Un finale inaspettato? Probabilmente per una buona fetta di spettatori non è stato così difficile intuire l’epilogo di questa caccia all’uomo. Il protagonista è “il Killer” che, per quanto nel suo lungo monologo si definisca senza empatia e menefreghista, da subito appare già un po’ troppo riflessivo.
Incaricato di uccidere un uomo, ci parla del suo lavoro, ci guida nei suoi schemi, nel suo modo di pensare: “attieniti al piano, gioca d’anticipo, non improvvisare”. Ascoltiamo il flusso dei suoi pensieri così come la musica nelle sue cuffiette. Osserviamo le sue mosse, siamo attenti a ogni dettaglio, così come lo è lui.
A un certo punto, però, tutte le premesse vengono meno: colpisce il bersaglio sbagliato. I tempi lenti e di riflessione, lasciano quindi spazio a una fuga impulsiva e veloce verso casa, dove la realtà che lo aspetta scatena in lui un sentimento di vendetta così forte quanto non abbastanza motivato, o almeno per noi.
Così ha inizio la sua ricerca di tutti coloro che hanno partecipato al tentato omicidio suo e della sua “amica”. Un omicidio dietro l’altro, finché non raggiunge l’uomo che sarebbe dietro tutto: e si ferma.
Storia di un senso di colpa?
Si tratta davvero di un flusso di coscienza di un uomo che da apatico e senza scrupoli inizia a provare un qualche tipo di sentimento umano, per cui non riesce a continuare e a portare a termine il suo lavoro? Eppure le tracce di empatia sono accennate e quasi invisibili. Ha forse dubitato prima di premere il grilletto? Piuttosto uccide tutti quelli che riesce a trovare. Se avessimo dovuto cogliere il suo cambiamento nella decisione di far sembrare un incidente la morte di Dolores, allora forse qualcosa non quadra. Dov’è il suo pentimento? Se ascoltiamo i suoi pensieri, dove sarebbe il senso di colpa?
La storia dell’orso e del cacciatore ha poco a che fare con la storia di questo uomo senza nome, di cui non viene approfondito nessun dettaglio psicologico, così che la sua apatia è condivisa dallo spettatore nei suoi confronti. Perché, in realtà, si prova pena per il giovane tassista ucciso, per l’assistente dell’avvocato, forse anche per l’Esperta, ma per il protagonista e la sua vicenda personale nessuna emozione. Un film di vendetta che non è paragonabile alla serie infinita di film sullo stesso genere, perché guardare il killer perseguire il suo obiettivo non carica di adrenalina, ma di speranza che tutto giunga a una fine, e che questa si riveli illuminante, se si considera il regista di Fight Club e di Seven.
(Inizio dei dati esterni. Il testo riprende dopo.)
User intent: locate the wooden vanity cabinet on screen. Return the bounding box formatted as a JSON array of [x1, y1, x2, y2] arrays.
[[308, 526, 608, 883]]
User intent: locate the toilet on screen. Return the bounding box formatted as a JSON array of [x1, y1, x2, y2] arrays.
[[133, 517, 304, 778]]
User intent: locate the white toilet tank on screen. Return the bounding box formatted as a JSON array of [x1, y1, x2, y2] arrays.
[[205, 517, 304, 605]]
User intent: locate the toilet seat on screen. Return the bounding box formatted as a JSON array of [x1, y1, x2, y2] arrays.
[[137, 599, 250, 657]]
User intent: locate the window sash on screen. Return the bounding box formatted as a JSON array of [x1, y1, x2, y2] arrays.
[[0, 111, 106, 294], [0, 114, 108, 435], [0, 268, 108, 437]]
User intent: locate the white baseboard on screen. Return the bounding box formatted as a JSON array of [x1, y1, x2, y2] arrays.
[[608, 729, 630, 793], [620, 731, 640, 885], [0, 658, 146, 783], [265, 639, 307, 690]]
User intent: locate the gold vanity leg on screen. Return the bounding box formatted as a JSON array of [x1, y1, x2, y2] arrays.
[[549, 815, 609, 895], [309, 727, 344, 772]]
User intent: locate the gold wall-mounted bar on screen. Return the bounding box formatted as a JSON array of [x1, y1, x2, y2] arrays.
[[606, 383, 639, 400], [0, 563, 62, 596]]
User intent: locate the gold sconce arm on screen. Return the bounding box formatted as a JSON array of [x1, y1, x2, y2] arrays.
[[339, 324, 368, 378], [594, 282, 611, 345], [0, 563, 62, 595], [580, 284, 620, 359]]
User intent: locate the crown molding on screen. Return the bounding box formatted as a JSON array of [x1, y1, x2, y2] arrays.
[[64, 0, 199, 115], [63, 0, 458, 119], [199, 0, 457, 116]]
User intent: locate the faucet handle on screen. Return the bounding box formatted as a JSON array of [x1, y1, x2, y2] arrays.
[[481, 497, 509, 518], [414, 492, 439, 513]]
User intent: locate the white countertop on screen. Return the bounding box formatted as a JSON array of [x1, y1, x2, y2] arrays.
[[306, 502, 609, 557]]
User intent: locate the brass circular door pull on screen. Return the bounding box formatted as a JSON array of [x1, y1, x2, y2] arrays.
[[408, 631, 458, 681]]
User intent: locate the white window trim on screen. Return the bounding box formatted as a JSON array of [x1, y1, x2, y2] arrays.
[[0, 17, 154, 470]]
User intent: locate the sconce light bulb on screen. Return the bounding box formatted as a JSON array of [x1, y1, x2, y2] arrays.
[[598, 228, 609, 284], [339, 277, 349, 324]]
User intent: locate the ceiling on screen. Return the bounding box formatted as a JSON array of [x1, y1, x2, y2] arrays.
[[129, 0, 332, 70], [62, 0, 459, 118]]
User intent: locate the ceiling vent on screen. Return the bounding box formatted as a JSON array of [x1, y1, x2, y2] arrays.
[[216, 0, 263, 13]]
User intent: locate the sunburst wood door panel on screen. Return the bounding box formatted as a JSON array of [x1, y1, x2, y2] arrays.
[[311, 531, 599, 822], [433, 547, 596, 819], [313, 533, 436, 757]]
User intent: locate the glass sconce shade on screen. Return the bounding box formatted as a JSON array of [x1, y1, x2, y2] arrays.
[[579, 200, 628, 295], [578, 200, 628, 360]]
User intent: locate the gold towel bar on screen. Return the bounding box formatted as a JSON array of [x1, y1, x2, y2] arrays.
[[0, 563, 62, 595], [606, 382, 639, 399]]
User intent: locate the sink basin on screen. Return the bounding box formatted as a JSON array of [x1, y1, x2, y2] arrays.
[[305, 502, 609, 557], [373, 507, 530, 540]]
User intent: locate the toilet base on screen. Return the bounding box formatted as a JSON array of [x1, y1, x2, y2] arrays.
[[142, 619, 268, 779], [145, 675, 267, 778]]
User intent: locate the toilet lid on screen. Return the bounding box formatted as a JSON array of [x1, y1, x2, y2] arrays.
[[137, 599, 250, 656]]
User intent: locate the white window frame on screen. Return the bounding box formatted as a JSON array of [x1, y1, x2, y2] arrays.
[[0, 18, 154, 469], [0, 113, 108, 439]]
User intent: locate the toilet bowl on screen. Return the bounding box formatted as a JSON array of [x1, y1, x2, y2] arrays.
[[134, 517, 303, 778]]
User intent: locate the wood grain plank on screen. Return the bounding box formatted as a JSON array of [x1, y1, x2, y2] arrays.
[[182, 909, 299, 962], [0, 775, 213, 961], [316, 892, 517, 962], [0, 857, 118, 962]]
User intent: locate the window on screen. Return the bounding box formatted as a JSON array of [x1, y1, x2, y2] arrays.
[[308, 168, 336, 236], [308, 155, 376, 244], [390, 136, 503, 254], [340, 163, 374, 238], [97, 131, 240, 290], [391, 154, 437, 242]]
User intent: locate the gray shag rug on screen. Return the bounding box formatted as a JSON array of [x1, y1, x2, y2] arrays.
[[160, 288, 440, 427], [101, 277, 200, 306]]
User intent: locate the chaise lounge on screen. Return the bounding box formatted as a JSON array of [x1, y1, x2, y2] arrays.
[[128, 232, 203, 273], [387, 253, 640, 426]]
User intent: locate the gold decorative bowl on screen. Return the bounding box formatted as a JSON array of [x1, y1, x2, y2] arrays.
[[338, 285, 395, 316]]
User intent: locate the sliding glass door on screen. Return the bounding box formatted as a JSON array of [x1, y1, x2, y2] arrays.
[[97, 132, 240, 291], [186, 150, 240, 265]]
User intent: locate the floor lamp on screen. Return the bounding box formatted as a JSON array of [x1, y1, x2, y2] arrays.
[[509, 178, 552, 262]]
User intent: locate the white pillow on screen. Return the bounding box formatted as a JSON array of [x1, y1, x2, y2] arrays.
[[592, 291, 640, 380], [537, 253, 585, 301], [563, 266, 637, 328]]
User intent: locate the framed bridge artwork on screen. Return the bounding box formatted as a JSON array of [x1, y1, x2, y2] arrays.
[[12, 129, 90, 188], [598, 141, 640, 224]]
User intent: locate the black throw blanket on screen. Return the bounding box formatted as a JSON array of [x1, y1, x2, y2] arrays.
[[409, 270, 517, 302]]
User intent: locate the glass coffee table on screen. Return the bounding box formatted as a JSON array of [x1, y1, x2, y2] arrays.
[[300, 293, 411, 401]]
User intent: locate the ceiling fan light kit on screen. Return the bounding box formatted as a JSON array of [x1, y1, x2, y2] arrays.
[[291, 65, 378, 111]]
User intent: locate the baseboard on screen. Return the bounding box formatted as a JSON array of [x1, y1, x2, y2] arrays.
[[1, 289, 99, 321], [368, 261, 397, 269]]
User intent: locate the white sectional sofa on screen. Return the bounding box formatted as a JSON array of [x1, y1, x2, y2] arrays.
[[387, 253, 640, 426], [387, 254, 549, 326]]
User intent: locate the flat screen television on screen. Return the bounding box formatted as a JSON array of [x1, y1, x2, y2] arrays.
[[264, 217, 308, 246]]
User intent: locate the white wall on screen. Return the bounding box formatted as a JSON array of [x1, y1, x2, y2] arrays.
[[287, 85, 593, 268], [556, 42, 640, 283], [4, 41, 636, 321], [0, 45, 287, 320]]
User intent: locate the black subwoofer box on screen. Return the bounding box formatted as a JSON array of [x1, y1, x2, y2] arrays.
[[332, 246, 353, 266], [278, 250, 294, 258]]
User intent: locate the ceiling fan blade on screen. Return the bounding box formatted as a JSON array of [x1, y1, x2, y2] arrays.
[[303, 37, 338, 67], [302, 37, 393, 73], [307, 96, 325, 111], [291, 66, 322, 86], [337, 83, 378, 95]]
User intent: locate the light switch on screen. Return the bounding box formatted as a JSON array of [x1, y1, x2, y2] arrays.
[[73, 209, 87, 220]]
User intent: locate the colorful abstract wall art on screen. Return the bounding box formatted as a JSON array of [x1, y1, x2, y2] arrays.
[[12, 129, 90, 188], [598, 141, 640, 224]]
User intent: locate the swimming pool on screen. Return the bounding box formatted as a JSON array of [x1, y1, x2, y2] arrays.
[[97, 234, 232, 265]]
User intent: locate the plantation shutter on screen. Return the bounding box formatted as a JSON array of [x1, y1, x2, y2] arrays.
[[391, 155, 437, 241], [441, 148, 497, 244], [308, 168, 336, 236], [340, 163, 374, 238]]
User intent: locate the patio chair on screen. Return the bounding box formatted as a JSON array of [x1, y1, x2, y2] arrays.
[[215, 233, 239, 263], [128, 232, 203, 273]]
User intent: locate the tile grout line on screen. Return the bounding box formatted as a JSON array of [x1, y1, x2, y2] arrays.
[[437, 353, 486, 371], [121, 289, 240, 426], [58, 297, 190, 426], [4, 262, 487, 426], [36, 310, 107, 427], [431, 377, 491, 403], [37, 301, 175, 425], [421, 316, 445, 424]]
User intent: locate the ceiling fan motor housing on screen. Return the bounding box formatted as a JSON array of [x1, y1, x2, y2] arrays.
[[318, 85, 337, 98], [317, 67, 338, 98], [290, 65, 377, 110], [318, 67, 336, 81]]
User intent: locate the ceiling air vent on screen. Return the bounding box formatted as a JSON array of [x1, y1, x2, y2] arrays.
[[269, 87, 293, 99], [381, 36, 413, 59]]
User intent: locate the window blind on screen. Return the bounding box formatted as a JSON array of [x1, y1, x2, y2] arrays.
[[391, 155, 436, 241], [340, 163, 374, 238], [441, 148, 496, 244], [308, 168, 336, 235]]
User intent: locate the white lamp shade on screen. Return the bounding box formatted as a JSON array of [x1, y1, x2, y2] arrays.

E non è neppure questo il caso.
La spiegazione del finale
Così ecco la spiegazione di un finale sciapo e senza gloria: l’assassino decide di risparmiare la vita di Claybourne, avvertendolo che se provasse ancora a danneggiarlo, verrebbe eliminato. Poi ritorna nella Repubblica Dominicana per ritirarsi con Magdala. Così potrebbe aver scelto di tenerlo vivo per farlo sentire in debito con lui, sicuro del fatto che Claybourne non parlerebbe o non farebbe mai nient’altro contro il killer per paura di essere ritrovato.
Volendo scavare più a fondo, il motivo più profondo di tanta misericordia potrebbe essere il fatto che Claybourne dubitasse della sua dedizione come assassino, come si percepisce dalla frase pronunciata dal protagonista “E lei non ha la minima idea del perché mi trovo qui”.